When my plain brown package arrived a few weeks later, I immediately snuck it up to my bedroom to open in private. Imagine my surprise when I found that I'd bought a small book. It was purple with white lettering, the size of an appliance manual, and guaranteed results or my money back. I read the whole thing in minutes, and couldn't have been more disappointed. The book told me to keep a food journal, writing down every little bite I took through out the day. It explained calories and the importance of exercise to burn those calories. It told me to count calories, eat fruits and vegetables, and get at least 30 minutes of exercise a day. I was so angry I found a hiding place for the little booklet and never took it out again. This was not a lose weight quick secret. I was never going to be able to do what they were asking of me (vegetables were EVIL when I was 13) and I was doomed to be fat forever.
I just remembered that top secret delivery yesterday while I was driving around town, and I couldn't help but laugh. Here was a book that was ahead of its time, containing the only healthy, successful way to lose weight and I might as well have thrown it in the garbage. At the age of thirteen I didn't want to waste my time working with numbers I didn't fully understand. All I wanted was something that could make me look like Tiffany Amber Theissen tomorrow.
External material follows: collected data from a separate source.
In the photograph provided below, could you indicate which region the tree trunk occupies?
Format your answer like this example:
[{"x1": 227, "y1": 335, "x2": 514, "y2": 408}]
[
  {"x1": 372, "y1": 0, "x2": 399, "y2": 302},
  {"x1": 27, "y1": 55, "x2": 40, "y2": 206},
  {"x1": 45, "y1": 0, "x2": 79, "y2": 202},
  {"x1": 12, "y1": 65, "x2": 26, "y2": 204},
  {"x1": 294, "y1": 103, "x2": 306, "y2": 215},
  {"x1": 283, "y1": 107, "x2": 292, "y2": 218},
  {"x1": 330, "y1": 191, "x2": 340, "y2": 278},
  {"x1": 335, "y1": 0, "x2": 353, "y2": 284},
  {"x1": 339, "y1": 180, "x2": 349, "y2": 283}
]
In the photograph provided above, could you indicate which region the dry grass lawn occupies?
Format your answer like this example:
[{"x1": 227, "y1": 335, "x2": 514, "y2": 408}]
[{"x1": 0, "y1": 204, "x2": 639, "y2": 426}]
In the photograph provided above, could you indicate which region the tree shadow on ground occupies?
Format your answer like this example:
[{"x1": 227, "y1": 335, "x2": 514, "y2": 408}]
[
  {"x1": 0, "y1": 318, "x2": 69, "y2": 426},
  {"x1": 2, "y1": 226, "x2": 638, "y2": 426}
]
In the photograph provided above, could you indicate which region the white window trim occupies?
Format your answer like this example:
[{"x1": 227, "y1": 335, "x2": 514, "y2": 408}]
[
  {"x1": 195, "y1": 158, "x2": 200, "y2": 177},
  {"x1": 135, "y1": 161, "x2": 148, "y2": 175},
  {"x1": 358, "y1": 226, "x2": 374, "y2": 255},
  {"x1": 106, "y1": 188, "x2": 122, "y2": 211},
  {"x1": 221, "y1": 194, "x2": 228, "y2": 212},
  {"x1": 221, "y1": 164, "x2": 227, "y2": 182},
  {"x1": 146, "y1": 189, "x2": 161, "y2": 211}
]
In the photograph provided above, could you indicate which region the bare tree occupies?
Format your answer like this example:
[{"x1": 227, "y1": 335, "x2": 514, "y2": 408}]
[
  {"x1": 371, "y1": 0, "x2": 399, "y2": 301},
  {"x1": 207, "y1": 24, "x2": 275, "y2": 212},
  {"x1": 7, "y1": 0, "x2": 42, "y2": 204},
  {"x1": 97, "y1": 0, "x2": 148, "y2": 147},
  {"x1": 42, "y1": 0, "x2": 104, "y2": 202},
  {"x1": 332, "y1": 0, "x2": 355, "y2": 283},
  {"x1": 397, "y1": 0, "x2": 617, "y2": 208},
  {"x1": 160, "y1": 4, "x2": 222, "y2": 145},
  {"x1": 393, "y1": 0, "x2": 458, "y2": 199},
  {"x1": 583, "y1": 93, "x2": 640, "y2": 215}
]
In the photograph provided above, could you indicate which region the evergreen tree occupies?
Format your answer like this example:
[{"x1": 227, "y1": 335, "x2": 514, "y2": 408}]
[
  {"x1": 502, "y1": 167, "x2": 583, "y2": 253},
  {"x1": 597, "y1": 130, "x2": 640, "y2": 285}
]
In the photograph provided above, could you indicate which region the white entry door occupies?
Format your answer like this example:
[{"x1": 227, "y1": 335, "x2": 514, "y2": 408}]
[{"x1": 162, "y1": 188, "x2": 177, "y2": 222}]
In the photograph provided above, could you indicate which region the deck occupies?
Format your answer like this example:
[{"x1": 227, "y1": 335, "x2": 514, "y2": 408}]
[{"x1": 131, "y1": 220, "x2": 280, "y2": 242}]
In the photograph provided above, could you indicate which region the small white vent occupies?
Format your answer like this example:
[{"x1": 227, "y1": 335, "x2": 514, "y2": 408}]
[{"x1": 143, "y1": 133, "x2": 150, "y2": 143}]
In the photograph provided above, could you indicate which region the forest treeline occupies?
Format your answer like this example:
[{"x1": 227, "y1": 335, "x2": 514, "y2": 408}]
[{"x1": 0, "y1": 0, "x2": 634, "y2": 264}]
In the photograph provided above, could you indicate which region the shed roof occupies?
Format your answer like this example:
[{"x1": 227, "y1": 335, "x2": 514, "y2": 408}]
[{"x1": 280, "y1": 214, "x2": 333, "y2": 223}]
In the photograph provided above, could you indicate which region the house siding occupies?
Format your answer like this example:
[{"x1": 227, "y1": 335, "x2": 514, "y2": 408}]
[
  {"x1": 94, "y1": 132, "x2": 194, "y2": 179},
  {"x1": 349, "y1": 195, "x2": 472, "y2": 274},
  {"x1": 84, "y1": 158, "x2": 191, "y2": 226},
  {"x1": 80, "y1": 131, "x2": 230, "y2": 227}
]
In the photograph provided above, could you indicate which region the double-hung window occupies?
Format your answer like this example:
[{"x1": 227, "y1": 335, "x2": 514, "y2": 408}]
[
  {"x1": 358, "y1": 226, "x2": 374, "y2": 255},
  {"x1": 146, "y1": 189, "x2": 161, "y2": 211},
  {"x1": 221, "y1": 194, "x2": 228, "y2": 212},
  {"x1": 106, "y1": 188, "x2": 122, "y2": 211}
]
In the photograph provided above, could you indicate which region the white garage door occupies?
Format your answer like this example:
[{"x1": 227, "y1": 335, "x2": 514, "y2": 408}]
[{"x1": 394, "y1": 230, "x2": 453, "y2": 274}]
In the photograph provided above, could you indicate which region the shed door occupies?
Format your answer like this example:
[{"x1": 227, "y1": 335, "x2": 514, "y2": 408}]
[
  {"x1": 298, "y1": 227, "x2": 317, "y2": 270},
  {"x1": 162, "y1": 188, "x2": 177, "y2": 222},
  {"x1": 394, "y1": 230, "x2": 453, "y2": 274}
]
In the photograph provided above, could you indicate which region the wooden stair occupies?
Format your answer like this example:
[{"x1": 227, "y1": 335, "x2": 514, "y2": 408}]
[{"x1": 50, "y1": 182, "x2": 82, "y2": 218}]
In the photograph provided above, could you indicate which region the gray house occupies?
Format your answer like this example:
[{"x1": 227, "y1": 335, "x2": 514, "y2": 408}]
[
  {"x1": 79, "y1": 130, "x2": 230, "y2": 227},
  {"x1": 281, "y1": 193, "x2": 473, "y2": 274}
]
As of this morning's weigh-in I am down 56 pounds since June 1, 2008. I am officially over the half way point for my 110 pound goal. I've done it by keeping a food journal at The Daily Plate, counting calories, and exercising as much as I can. I've done it by doing everything that book tried to tell me to do, everything I rolled my eyes at for years.
If I'd lost 56 pounds at the age of thirteen I would have been severely underweight. As it is now, I'm just crossing over that line between obese and overweight.